Las vecinas que horneaban daban una parte de la masa para pagar el servicio. Extendida sobre una tabla la masa se computaban dos “jemes” (unidad rustica de medida determinada por la distancia existente entre el extremo del pulgar y el dedo índice, separando el uno del otro todo lo posible). Un jeme era para pagar la poya a las mujeres que usaban la pala y horneaban, el otro jeme se daba al propietario del horno. Con estos dos se “poyaba” (es decir, se saldaba el derecho que se pagaba por el uso del horno y el servicio de cocer el pan). El resto de la masa era para la casa que llevaba el “masijo” de ella salían los 10 o 12 panes que se consumían en cada casa hasta la próxima hornada. Los guardaban en tinajas de barro o en arcas de madera, tapándolos con mandiles.

Cuando se hacían las partes, además de la poya, era común cortar una pequeña porción (algo menos de la mitad de la palma de la mano) y se echaba en un cesto al tiempo que se decía: “dejo esto para Dios”. Se trataba de un gesto simbólico, a modo de donativo, que expresaba piedad y religiosidad del ama de casa.

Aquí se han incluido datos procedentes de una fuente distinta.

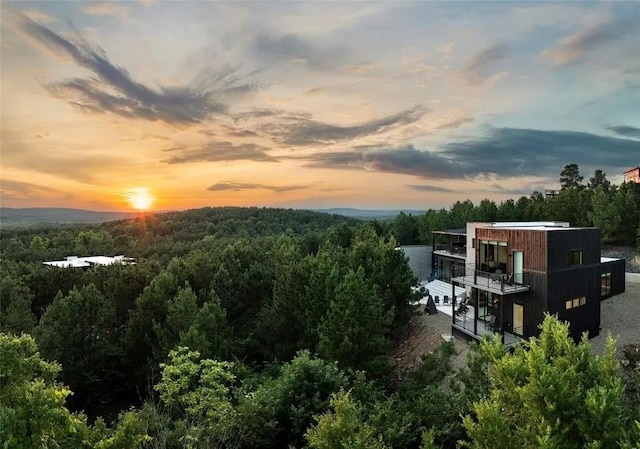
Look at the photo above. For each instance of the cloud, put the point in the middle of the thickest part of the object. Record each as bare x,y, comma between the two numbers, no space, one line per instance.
627,131
106,8
573,49
221,151
503,152
113,89
297,50
404,160
39,16
428,188
237,186
17,190
531,152
476,69
305,131
456,123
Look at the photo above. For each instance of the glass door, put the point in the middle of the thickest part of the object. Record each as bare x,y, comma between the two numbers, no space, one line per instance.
518,319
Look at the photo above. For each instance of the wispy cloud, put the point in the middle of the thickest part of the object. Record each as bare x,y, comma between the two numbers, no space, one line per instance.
39,16
296,49
106,8
429,188
404,160
219,152
114,90
532,152
627,131
539,153
305,131
477,69
18,190
573,49
238,186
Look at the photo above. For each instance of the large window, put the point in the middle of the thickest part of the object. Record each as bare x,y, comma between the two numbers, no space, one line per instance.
493,255
605,284
575,257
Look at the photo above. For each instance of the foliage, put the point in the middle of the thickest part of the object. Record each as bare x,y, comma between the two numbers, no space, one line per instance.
344,427
550,393
79,331
15,306
284,407
353,332
32,406
197,394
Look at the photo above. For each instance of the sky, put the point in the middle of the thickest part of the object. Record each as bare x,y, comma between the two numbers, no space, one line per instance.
312,104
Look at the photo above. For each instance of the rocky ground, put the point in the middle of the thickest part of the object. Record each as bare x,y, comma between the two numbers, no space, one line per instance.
631,256
620,316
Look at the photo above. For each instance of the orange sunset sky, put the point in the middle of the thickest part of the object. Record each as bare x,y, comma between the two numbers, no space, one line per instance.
312,104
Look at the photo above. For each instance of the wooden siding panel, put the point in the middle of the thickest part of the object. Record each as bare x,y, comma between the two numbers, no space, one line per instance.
532,243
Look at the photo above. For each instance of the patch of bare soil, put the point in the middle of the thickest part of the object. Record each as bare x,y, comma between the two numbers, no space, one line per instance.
424,337
620,316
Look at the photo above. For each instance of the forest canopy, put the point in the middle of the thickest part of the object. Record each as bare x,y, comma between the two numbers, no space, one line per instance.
272,328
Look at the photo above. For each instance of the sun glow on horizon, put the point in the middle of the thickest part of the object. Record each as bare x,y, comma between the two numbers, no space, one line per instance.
140,198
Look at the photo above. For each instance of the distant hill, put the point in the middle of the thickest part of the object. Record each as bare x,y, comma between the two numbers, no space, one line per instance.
18,217
12,217
370,214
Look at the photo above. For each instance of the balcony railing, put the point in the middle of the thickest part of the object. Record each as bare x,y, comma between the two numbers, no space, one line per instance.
496,282
455,250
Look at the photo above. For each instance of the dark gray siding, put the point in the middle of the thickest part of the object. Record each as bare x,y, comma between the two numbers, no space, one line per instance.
617,270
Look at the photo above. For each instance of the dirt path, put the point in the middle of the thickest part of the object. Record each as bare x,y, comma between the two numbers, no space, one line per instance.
424,337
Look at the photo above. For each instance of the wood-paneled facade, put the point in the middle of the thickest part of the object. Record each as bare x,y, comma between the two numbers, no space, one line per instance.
561,266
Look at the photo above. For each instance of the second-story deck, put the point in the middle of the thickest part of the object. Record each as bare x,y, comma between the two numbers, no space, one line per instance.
497,282
447,249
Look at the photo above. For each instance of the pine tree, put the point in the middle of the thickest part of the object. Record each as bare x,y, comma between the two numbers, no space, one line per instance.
353,332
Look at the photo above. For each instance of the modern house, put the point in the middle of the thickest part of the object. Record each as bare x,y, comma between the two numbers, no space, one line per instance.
515,272
86,262
632,175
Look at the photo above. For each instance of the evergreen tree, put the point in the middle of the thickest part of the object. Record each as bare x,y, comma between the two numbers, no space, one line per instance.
209,334
79,331
344,428
599,179
551,393
15,306
604,216
353,332
181,313
570,177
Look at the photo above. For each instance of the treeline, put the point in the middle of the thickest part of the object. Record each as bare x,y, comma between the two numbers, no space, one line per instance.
613,209
254,285
547,393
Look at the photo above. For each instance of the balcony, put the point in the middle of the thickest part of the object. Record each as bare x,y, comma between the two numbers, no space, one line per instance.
447,249
498,283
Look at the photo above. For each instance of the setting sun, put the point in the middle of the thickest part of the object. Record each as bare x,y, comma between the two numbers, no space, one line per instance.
140,198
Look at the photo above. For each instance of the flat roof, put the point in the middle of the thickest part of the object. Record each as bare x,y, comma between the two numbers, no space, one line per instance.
81,262
459,231
531,224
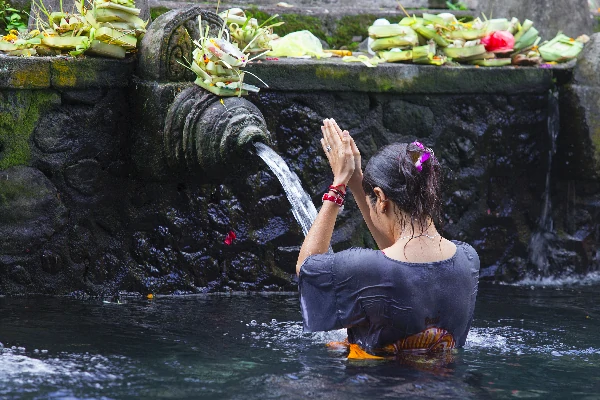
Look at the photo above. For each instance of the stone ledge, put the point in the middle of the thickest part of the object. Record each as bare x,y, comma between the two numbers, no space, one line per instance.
64,72
335,75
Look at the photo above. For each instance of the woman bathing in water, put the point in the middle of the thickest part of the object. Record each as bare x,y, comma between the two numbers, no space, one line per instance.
418,292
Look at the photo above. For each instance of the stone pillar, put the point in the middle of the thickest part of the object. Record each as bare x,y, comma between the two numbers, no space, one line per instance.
573,17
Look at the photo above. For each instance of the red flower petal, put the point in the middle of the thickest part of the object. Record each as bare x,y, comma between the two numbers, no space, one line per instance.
229,238
499,41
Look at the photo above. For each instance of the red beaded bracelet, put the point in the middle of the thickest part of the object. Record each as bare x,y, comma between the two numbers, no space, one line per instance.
337,200
341,188
338,192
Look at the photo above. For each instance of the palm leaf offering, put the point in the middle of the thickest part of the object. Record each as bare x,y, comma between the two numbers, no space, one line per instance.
247,33
106,28
217,61
488,42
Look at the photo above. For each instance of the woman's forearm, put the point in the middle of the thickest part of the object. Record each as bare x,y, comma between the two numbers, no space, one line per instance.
318,239
360,198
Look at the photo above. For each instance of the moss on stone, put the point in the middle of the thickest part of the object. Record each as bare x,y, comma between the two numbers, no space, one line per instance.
20,111
156,12
11,191
595,136
330,72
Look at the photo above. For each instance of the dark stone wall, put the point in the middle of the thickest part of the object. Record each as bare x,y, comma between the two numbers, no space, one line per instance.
89,206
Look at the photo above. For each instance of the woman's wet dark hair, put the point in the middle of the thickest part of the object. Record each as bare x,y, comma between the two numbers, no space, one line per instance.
415,192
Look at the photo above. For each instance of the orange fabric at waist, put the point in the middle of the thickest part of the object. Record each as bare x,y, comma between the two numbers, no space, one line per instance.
430,340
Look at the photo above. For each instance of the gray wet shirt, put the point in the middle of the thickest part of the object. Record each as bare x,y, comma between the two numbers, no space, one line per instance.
381,300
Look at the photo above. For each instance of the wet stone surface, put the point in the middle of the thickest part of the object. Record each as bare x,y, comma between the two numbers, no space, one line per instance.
98,225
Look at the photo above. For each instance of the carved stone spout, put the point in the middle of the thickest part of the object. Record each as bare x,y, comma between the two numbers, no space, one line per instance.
181,125
207,132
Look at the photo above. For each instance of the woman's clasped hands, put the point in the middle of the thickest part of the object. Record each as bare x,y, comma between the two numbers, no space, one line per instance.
341,152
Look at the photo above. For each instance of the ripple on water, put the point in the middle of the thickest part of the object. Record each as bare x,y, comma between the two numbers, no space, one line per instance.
593,278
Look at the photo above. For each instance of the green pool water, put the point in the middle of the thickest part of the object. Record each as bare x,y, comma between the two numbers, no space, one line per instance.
526,342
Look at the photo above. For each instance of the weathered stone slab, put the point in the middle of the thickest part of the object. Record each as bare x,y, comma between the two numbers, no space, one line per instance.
64,72
89,72
24,73
587,70
30,210
549,16
312,6
335,75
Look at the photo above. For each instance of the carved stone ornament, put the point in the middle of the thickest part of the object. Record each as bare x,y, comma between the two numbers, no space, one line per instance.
203,131
168,44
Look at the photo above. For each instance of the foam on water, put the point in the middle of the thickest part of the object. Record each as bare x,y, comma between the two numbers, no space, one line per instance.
19,368
523,341
289,334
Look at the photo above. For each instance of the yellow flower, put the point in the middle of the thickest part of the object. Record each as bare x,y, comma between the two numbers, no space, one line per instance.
10,38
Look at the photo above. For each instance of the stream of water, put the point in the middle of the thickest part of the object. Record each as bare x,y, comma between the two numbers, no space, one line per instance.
526,342
303,208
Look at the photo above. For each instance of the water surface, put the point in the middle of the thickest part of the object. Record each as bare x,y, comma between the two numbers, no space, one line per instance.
526,342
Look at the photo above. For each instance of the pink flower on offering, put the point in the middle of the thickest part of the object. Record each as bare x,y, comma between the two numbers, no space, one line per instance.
499,42
229,238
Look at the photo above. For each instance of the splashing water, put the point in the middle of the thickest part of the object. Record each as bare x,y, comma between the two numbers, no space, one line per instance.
302,206
540,240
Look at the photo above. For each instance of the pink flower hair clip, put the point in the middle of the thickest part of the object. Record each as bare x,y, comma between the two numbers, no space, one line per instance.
425,155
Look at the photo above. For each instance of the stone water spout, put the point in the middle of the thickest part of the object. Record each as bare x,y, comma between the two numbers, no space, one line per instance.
183,126
203,131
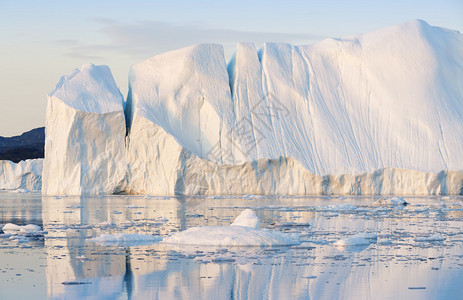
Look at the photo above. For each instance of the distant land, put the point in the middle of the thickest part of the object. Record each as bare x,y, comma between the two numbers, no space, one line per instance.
28,145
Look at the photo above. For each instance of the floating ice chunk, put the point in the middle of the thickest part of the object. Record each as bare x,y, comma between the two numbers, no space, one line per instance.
234,235
392,201
352,241
435,238
125,239
356,240
247,219
366,235
14,229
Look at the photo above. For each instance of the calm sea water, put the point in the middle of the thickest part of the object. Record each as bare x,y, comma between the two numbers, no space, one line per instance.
62,263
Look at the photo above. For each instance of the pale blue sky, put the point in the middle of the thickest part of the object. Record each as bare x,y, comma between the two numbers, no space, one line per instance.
42,40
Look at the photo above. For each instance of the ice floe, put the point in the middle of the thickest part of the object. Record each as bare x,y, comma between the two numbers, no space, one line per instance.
356,240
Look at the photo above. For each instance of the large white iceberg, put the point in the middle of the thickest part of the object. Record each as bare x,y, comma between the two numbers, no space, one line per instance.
26,174
384,108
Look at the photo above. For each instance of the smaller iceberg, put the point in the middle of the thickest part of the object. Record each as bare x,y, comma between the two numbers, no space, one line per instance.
357,240
125,239
243,232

Las mujeres encargadas del horno iban acumulando aquellas pequeñas porciones y con su conjunto se horneaban los panes que se vendían después a los viudos/as del pueblo o a las personas que por cualquier circunstancia no “masaban”; también eran empleados estos panes para hacer alguna caridad. Al final de la semana, el beneficio de la venta de los panes “masados para Dios” se entregaba al Sr. Cura, a modo de contribución voluntaria de la feligresía para costear los gastos de culto y fabrica: la cera, incienso, ornamentos y lienzos sagrados, obleas o vino de Misa… Era obvio que no todos realizaban esta humilde aportación, había un pequeño grupo de mujeres que no lo hacían porque no podían y otras porque no querían saber nada con Dios (que de esto siempre hubo); pero la mayoría de gaibielanas expresaban -de éste modo sencillo y cotidiano- su finura espiritual. Gesto que prestaba, además, un significativo servicio a la comunidad posibilitando el pan a cuantos, por si mismos, no podían atender a esos menesteres.

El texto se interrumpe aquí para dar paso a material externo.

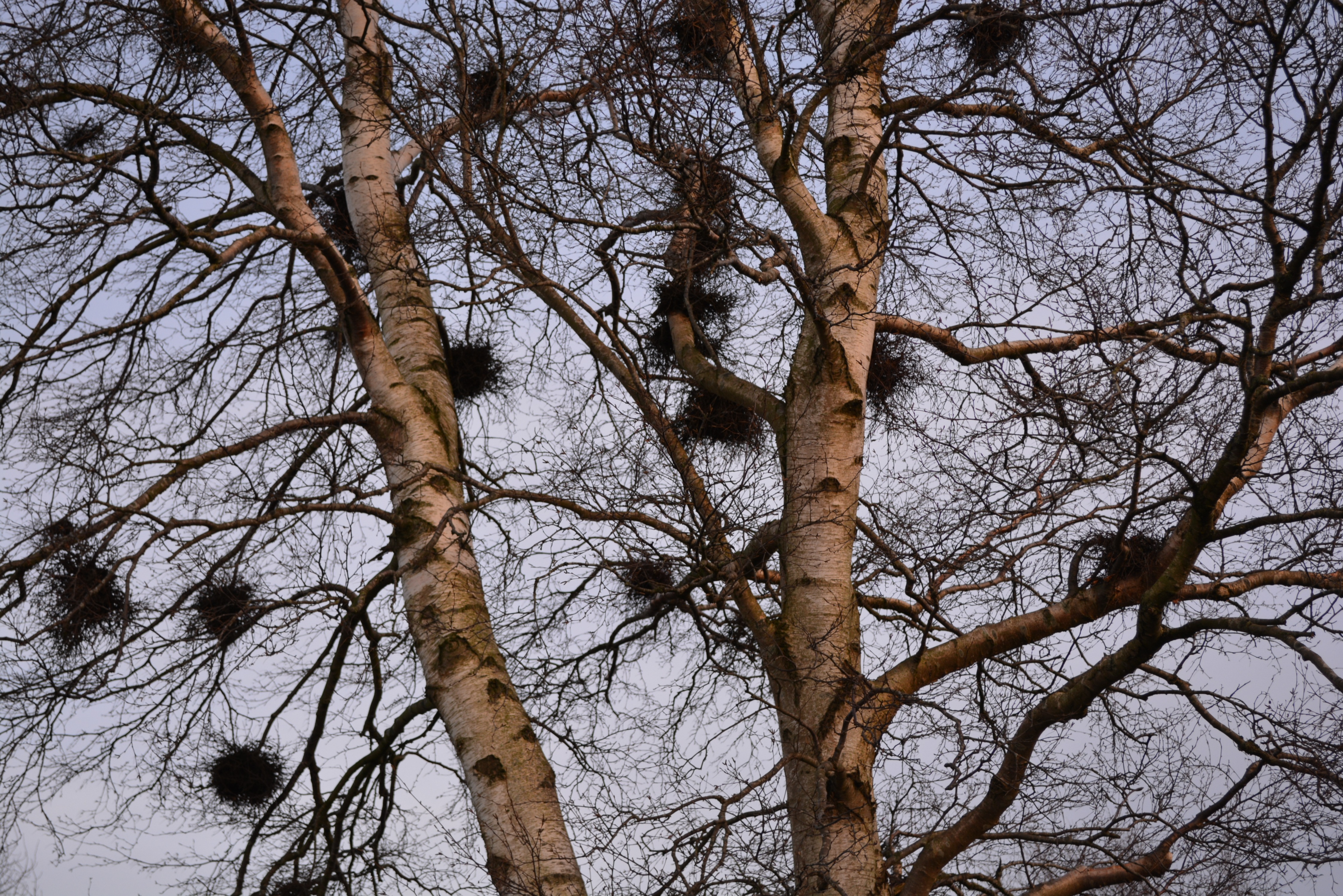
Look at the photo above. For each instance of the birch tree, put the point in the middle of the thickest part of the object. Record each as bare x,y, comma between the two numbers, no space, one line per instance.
821,448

Llegado el momento de introducir los panes en el horno, previamente marcados con sus iniciales, los depositaban sobre unas palas cortas a las que previamente se añadía una fina capa de harina, para que no se pegara la masa y se le entregaban a la hornera, para con una pala más larga los metiera dentro del horno. Y se marchaban hasta que un par de horas después regresaban a recoger sus panes.